Though Russia accounts for a small percentage of California’s crude supply, companies like Marathon Petroleum, Chevron Corp., and Valero Energy Corp., will need to find alternatives as most U.S. refiners have turned away from Russian oil. That means the state, along with the rest of the West Coast, will likely increase its reliance on Alaska’s ANS crude, which soared to $116 a barrel Thursday as Asian refiners may also compete for it to replace lost Russian supplies.
California is geographically isolated from the bulk of U.S. oil production east of the Rockies. Domestic waterborne supplies are limited by laws that require expensive U.S.-flagged ships to transport it, often through the Panama Canal. As a result, West Coast refiners have been some of the largest recipients of Russian oil in the U.S. for more than a decade.
In addition, California state regulators require a boutique, cleaner-burning grade of gasoline and diesel that are not easily blended and few refiners outside the state can make. The state’s fuelmakers must also acquire costly credits to offset high carbon-intensity fuels such as gasoline and diesel, on top of complying with federal biofuels mandates. All of these add to cost at the pump.
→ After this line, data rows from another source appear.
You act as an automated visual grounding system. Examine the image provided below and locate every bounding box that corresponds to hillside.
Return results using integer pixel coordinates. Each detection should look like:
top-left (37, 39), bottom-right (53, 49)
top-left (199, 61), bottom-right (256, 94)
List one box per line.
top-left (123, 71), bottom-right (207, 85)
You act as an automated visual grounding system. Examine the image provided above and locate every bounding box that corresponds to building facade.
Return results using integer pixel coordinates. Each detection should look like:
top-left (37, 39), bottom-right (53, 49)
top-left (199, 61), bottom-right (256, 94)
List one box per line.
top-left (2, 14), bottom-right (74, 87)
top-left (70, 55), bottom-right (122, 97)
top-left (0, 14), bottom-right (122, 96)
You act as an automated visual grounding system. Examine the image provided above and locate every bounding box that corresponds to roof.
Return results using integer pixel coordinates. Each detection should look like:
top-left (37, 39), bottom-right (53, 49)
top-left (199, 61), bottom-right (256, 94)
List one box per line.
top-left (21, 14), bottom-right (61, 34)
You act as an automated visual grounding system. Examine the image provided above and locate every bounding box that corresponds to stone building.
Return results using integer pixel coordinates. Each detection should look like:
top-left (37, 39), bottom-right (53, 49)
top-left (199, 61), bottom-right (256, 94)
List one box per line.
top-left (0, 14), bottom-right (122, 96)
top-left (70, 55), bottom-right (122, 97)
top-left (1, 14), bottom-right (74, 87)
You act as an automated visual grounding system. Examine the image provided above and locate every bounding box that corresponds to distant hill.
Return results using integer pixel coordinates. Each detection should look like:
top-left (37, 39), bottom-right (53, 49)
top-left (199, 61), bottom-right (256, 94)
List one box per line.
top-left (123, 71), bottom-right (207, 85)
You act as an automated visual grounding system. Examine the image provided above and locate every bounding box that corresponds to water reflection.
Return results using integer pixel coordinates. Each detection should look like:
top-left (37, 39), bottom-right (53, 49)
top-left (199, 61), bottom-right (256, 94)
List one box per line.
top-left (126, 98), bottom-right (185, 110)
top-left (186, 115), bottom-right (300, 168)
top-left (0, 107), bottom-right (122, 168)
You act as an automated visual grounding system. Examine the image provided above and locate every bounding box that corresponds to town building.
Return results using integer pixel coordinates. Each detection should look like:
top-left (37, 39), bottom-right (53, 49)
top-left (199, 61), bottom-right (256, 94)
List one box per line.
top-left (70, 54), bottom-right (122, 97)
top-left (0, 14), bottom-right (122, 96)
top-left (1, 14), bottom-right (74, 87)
West Coast gasoline stockpiles are at their lowest level seasonally in 13 years at 34.4 million barrels, according to data from the Energy Information Administration. Local fuel production in California is set to shrink further as more refineries convert to smaller renewable fuel facilities.
High prices at the pump might not keep drivers from changing spring break road trip plans, according to Marie Montgomery from the Automobile Club of Southern California. “But $5 a gallon will be a wake up call” to many drivers, she said.